Somehow in emphasizing all the positive, inspiring, feel-good scriptures of the Bible and making them relatable to enlightened, modern sensitivities, it seems that the part about God being a judge “putting to death and bringing to life” (Deut. 32:39) has been significantly downplayed. It’s kind of like the big inconvenient elephant in the room (or in the ark) that no one wants to talk about, but the God portrayed throughout both the Hebrew scriptures and the New Testament has this nature one cannot ignore, of being a righteous judge.

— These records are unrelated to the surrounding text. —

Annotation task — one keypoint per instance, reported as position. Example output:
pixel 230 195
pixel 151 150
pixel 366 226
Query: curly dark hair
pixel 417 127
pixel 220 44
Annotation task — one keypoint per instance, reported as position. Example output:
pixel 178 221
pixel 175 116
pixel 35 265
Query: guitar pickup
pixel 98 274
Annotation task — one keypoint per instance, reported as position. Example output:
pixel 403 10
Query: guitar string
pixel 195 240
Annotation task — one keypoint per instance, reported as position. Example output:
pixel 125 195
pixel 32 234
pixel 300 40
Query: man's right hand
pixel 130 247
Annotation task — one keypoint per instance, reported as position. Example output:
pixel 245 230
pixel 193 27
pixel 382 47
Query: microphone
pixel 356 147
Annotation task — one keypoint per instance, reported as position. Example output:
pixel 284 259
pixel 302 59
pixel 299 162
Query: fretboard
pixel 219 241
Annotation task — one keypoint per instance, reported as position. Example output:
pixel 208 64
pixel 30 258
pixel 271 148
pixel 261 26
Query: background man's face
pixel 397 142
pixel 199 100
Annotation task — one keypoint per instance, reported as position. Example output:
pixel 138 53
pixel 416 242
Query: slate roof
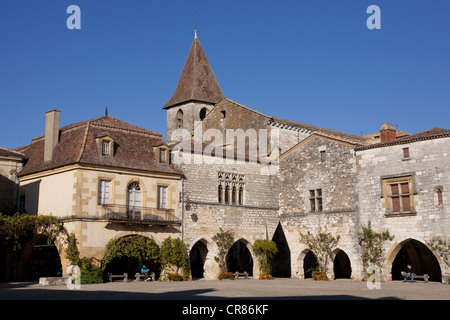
pixel 197 81
pixel 133 148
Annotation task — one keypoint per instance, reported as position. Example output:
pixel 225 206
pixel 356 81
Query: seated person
pixel 144 271
pixel 410 272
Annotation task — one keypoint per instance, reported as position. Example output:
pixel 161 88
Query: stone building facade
pixel 104 179
pixel 403 187
pixel 10 164
pixel 272 180
pixel 326 181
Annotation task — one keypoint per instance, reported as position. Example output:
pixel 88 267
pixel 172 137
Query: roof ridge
pixel 420 136
pixel 84 141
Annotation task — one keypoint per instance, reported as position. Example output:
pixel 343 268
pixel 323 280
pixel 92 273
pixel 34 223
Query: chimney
pixel 387 132
pixel 51 133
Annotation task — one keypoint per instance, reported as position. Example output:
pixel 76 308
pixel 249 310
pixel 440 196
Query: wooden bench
pixel 241 274
pixel 113 276
pixel 425 277
pixel 140 276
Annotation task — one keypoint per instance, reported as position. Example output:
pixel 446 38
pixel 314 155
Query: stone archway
pixel 416 253
pixel 281 262
pixel 240 258
pixel 342 268
pixel 39 258
pixel 309 264
pixel 197 258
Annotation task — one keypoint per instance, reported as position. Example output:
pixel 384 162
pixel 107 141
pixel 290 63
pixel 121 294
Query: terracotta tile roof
pixel 197 81
pixel 133 147
pixel 434 133
pixel 319 129
pixel 10 153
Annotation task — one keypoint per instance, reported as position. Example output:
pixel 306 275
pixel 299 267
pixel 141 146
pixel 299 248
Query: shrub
pixel 319 275
pixel 173 257
pixel 264 251
pixel 265 276
pixel 224 241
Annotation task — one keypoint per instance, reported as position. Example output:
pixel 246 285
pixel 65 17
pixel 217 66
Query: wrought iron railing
pixel 126 213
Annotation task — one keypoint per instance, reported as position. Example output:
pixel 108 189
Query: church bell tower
pixel 196 93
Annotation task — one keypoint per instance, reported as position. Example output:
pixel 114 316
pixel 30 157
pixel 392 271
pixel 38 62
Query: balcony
pixel 140 215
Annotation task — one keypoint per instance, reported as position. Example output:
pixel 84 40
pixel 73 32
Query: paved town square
pixel 277 289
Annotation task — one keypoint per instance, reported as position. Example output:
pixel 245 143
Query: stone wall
pixel 256 218
pixel 428 168
pixel 305 168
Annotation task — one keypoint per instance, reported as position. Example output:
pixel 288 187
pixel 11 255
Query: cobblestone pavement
pixel 279 289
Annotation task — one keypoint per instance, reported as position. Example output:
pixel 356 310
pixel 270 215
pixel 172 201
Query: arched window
pixel 220 197
pixel 227 194
pixel 179 119
pixel 241 196
pixel 134 200
pixel 203 113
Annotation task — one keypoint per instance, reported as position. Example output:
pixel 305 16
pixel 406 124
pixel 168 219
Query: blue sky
pixel 314 62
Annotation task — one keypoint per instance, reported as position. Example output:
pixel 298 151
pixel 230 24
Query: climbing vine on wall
pixel 371 243
pixel 264 250
pixel 224 241
pixel 139 247
pixel 322 246
pixel 173 253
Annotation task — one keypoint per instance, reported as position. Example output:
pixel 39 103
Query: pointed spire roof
pixel 197 81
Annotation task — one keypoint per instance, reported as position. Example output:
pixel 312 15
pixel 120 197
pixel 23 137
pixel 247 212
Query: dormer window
pixel 105 146
pixel 162 154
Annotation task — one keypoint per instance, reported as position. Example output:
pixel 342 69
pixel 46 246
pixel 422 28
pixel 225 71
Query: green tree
pixel 322 246
pixel 173 253
pixel 371 243
pixel 224 241
pixel 138 247
pixel 264 251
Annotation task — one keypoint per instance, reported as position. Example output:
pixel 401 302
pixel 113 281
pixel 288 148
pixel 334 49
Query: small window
pixel 405 153
pixel 104 191
pixel 203 113
pixel 400 196
pixel 220 195
pixel 179 120
pixel 227 194
pixel 106 147
pixel 241 196
pixel 322 155
pixel 162 197
pixel 440 199
pixel 315 200
pixel 22 204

Noah’s Torah portion (Genesis 6-11) has beautiful imagery – pairs of animals lining up in a wooden ark, doves flying over the immense watery waste, and the first-ever rainbow. Yet at the heart of the story are the most sobering words imaginable:
“The LORD saw how great man’s wickedness on the earth had become, and that every inclination of the thoughts of his heart was only evil all the time… So the LORD said, ‘I will wipe mankind, whom I have created, from the face of the earth… But Noah found favor in the eyes of the LORD.’ ” (Genesis 6:5-8)
After pushing “restart” with Noah, God promised never again to cut off all life with a flood, in spite of man’s evil. However, that was hardly the end of the Creator having a perfect standard of righteousness, hence the whole invention of sacrifice.
Biblical sacrifice can cancel punishment, but in the context of judgment. In fact, central to Peter’s first Gospel declaration to the Gentiles in Caesarea, was that Jesus of Nazareth has been “appointed as the judge of the living and the dead” (Acts 10:42).